Иванов-Разумник и Пяст несомненно знали об оценке серебряного века друг у друга. Хотя книга Пяста вышла в свет четыре года спустя после статьи «Ипполита Удушьева» и была, по авторитетному мнению комментатора (Пяст-Тименчик 1997: 256), сочинена в процессе диктовки в 1928 г., имеются сведения о том, что Пяст диктовал какие-то памятные заметки и раньше: в 1925 г. он снабдил П. Н. Лукницкого воспоминаниями о Гумилеве и о Цехе поэтов. Не исключена, таким образом, возможность прямой полемики между двумя друзьями Блока, один из которых был идеологическим предтечей, и восприемником «Двенадцати», а другой из-за «Двенадцати» прервал отношения с Блоком (ср. Белый и Иванов-Разумник 1998: 263).
Воспоминания Пяста составили весьма важную часть одного из примечательных литературных течений, ознаменовавших конец периода «бури и натиска», как назвал его Мандельштам. Господствующим и наиболее динамическим родом словесности в конце эпохи стало, как обыкновенно бывает на последнем этапе литературно-исторического цикла, невыдуманное, документальное повествование и публицистика, — то, что теоретики ЛЕФ'а назвали «литературой факта». Именно тогда появились ретроспективные очерки и воспоминания как за рубежом (Максим Горький, Зинаида Гиппиус, Ходасевич, Цветаева), так и в Советской России, где вызванная двоякой, чисто литературной и общекультурной потребностью волна документального воспроизведения и художественного воскрешения уходящей эпохи вынесла на поверхность такие книги, как «Шум времени», «Охранная грамота» и «Полутораглазый стрелец», увенчавшись трилогией Андрея Белого (Лавров 1989: 7).
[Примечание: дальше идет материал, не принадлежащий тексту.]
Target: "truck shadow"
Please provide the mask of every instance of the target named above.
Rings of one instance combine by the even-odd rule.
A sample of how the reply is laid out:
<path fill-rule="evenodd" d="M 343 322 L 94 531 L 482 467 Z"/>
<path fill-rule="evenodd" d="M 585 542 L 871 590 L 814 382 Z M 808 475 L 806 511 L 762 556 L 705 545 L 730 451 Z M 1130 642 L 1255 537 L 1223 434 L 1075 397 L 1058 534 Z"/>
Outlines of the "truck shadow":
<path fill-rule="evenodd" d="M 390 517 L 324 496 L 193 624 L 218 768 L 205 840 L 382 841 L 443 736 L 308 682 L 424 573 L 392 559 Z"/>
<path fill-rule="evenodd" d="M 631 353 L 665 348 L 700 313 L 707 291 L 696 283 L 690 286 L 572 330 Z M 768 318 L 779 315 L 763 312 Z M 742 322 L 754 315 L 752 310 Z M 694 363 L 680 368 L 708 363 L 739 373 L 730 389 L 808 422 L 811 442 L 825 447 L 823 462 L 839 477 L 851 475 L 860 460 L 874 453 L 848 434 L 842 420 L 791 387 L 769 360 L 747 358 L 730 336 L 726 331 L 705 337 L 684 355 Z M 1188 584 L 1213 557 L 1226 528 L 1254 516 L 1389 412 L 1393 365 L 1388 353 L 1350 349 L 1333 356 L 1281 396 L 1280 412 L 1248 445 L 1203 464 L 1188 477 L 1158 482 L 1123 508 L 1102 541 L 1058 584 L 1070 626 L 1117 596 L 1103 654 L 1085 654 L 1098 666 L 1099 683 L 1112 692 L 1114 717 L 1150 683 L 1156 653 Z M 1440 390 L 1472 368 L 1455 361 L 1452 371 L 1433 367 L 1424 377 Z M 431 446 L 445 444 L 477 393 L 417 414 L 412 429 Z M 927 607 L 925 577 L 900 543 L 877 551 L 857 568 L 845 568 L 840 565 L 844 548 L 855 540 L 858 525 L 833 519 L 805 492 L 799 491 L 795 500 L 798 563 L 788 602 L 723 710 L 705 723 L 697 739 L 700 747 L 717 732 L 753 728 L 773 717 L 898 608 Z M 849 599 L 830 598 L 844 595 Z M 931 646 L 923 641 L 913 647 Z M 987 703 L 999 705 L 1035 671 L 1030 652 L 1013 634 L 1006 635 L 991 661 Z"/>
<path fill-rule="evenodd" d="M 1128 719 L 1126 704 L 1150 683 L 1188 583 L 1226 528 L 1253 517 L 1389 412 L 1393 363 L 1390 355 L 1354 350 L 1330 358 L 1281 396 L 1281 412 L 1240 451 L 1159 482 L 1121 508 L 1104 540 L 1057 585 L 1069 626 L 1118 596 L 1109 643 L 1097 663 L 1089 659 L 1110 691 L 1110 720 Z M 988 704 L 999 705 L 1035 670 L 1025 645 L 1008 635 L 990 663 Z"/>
Александр Парнис в послесловии к переизданию «Полутораглазого стрельца» очень верно очертил роль, которую сыграла книга Пяста в период подведения итогов: «В Париже и 1928 г. вышла книга Г. Иванова «Петербургские зимы», одного из бывших эго-футуристов, перекочевавшего затем в группу акмеистов. [...] На самом деле «Петербургские зимы» — это не мемуары, а, так сказать, «воображаемые портреты» или, если воспользоваться заглавием позднего сборника стихов Г. Иванова, — «портреты без сходства». Впрочем, в 1950-х годах он сам назвал свою, условно говоря, мемуарную книгу «полу-беллетристическими фельетонами» о современниках. В 1929 г., через год после выхода «Петербургских зим», один из поздних символистов В. Пяст выпустил в Москве свои воспоминания «Встречи», посвященные символистам и акмеистам и «незабываемым годам» (но Блоку), и как бы противопоставил их своей «правдивостью» и документальностью откровенно фальсифицированным «мемуарам» Г. Иванова» (Лившиц 1991: 231).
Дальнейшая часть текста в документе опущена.